Leaving aside considerations of quality, there is still one thing that concerned me as the hypothetical parent. While I am open to all cultures, I am not open to an environment where my kid is led to believe that his culture is either superior, or inferior. I don’t mind my kid being the only Chinese in the school but I will never accept the school giving him the impression that being “Chinese” is wrong.

Using food as an example, my kid should never be forced to eat like a beggar in a tiny corner just because he is taking non-halal food, or eat in a surreptitious manner (as if the food is stolen) during fasting month.

No doubt, he needs to learn how to be mindful of the sensitivities of his friends from other ethnic or religious backgrounds (which is the reason I wanted a multi-cultural school environment in the first place), but definitely not in this manner where he is being told his culture is inferior or ungodly.

I want him to respect his peers and teachers, but at the same time, I think it is fair that I ask of the same respect be given to him.

The fact that halal and non-halal eateries still cannot co-exist in our public universities (where there is a substantial amount of non-Muslim students) says a lot.

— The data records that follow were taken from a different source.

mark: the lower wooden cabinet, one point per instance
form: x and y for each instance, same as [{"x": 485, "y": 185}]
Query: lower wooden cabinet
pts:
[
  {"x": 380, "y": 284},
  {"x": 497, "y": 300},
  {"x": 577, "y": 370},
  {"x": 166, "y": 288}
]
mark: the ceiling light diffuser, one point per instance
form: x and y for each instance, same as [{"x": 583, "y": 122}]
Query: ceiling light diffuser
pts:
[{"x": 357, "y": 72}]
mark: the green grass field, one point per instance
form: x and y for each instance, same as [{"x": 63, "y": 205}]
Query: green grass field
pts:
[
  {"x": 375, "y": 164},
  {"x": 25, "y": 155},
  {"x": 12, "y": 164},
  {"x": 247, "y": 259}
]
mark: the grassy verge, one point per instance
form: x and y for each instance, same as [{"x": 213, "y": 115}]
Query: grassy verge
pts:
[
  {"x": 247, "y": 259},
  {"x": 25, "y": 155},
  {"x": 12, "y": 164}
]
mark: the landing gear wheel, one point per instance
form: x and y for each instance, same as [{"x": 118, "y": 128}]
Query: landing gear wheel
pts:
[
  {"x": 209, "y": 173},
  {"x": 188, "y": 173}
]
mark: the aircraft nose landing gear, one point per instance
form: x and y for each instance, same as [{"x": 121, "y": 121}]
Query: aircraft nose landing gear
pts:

The presence of non-halal eateries, I argue, will not automatically result in segregation.

People are bitter when choices are taken away from them, not when they are given to them. Genuine relationships are hard to foster in conditions of bitterness.

In my previous workplace, I have at most times opted for places that serve halal food because they are tasty and more importantly, I want to eat with my Muslim friends because I love having them together for lunch.

Preserving Chinese culture, in my opinion, only serves as an euphemism for many parents not wanting their child to be educated in an environment where their cultural traits or dietary habits is treated as second-class.

The ideal school environment should be one like the swashbuckling tale that is “Journey to the West”, where a monk, a dragon-cum-house, a monkey, a pig and a once river monster learnt to accept each other’s differences and misgivings and work hand-in-hand for a common cause.

But if, as in the case in Malaysia, where the pig has to be dropped, then the pig has no choice but to hang around in places where pigs are accepted for who they are. – January 29, 2016.

* This is the personal opinion of the writer or publication and does not necessarily represent the views of The Malaysian Insider.